Ray Hilborn | University of Washington
Ray Hilborn is a professor at the University of Washington School of Aquatic and Fishery Sciences where he teaches graduate and undergraduate courses in food sustainability, conservation and quantitative population dynamics. Hilborn has authored several books on fishing and ecology and published over 200 peer-reviewed articles. He serves on the editorial boards of five journals and spent seven years on the Board of Reviewing Editors of Science magazine. He has received the Volvo Environmental Prize and awards from the American Fisheries Societies, The Ecological Society of America and the American Institute of Fisheries. Hilborn is a Fellow of the Washington State Academy of Sciences, the Royal Society of Canada and the American Academy of Arts and Sciences.
Bun Lai | Miya’s Sushi Restaurant
Bun Lai is a James Beard Foundation-nominated chef whose Connecticut restaurant, Miya’s Sushi, is the first sustainable sushi restaurant in the world. He has given lectures at Yale, Harvard and the Culinary Institute of America. Lai is also a former Olympic trials-level wrestling coach and director of nutrition at a nonprofit organization serving low-income pre-diabetics. He was recently published in Scientific American magazine. In his free time, Lai likes to dive on his restaurant's 75-acre shellfish farm for wild seaweed, clams, oysters and unpopular-to-eat species of fish. Currently, he is pursuing edible invasive species—such as pythons and killer bees—and learning about Native American traditional hunting, fishing and ethnobotany while living with Seminole Indians in Southern Florida.
Michael J. McCloskey | Select Milk Producers and the Innovation Center for US Dairy
Michael McCloskey is the cofounder and CEO of Select Milk Producers, the sixth-largest milk cooperative in the country. He is also chairman of the Innovation Center for US Dairy Sustainability Initiative. McCloskey’s home dairy, of which he is chairman of the board, is Fair Oaks Dairy Farms in Indiana. This dairy milks 15,000 cows living in free-stall barns and is recognized as being a leader in innovative practices among US farms. Fair Oaks Dairy Farms harvests its own cow manure and uses digesters to create more than enough electricity to power all of its farms as well as enough bio-based compressed natural gas to fuel 42 milk trucks, removing the equivalent of 70 million diesel miles annually from the road.

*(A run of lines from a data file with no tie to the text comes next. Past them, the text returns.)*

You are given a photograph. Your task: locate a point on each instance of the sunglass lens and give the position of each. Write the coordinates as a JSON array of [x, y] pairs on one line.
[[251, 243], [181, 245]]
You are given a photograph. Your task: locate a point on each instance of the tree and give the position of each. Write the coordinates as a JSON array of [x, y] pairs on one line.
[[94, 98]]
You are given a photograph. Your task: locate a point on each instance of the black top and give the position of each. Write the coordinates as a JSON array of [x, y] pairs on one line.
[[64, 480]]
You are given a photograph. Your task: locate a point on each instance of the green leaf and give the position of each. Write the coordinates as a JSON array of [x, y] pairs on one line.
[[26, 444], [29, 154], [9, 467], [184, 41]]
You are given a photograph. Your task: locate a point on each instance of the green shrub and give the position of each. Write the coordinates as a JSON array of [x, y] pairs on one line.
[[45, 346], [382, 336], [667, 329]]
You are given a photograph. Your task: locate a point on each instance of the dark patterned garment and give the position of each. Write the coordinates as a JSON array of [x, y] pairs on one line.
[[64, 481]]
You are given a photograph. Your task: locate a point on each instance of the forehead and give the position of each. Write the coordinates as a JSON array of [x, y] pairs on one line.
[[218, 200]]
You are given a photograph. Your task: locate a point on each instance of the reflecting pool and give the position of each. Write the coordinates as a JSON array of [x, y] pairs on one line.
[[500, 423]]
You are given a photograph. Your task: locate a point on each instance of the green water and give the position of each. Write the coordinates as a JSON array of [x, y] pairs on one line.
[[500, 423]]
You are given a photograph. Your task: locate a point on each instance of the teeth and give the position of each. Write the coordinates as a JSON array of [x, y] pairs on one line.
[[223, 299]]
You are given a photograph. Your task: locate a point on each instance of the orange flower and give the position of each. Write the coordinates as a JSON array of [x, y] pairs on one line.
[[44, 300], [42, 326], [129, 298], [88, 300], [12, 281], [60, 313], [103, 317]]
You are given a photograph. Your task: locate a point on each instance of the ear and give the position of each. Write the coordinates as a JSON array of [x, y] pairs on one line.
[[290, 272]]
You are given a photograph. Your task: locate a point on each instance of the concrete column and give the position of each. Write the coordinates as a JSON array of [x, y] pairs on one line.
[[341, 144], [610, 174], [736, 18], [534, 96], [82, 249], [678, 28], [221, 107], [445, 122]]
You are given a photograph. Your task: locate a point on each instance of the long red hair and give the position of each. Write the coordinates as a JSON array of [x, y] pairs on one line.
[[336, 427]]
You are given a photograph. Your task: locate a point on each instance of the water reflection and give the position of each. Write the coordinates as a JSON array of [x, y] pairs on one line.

Tjada D’Oyen McKenna | USAID Bureau for Food Security and Feed the Future
Tjada D’Oyen McKenna is the deputy coordinator for development for Feed the Future and assistant to the administrator of USAID’s Bureau for Food Security. McKenna leads implementation, results reporting and engagement related to Feed the Future, which is the US government’s global hunger and food security initiative. She also oversees USAID’s leadership of agricultural development efforts to improve global food security, nutrition and broad-based economic growth. McKenna has held positions at the Bill & Melinda Gates Foundation, Monsanto, McKinsey & Company, American Express and General Electric. McKenna earned a bachelor’s degree in government from Harvard College and a master’s degree in business administration from the Harvard Business School.
Biraj Patnaik | Commissioners of the Supreme Court of India
Biraj Patnaik is principal adviser to India’s Commissioners of the Supreme Court in the country’s landmark right to food case, PUCL v. Union of India (2001). During the past 13 years, the Indian Supreme Court has passed close to 200 orders on the right to food due to this case. Patnaik has been involved in India’s Right to Food Campaign since its inception and was closely associated with the processes of drafting and lobbying for his country’s 2013 National Food Security Act. Patnaik spent almost a decade working for Action Aid and was one of the cofounders of a community health training program. He is on the board of several human rights organizations and has a master’s degree in management.
Ivette Perfecto | University of Michigan
Ivette Perfecto is a George W. Pack Professor of Ecology, Natural Resources and Environment at the University of Michigan. She teaches courses in field ecology, agroforestry, sustainable food systems, and globalization and the environment. Perfecto has more than 25 years of experience conducting agroecological research in Central America and the Caribbean. She has authored more than 120 publications in peer-reviewed journals, 15 book chapters and two books, Breakfast of Biodiversity and Nature’s Matrix: Linking Agriculture, Conservation and Food Sovereignty. Perfecto has been a visiting scholar at various universities and research institutes around the world and is a Fellow of the American Association for the Advancement of Science (AAAS).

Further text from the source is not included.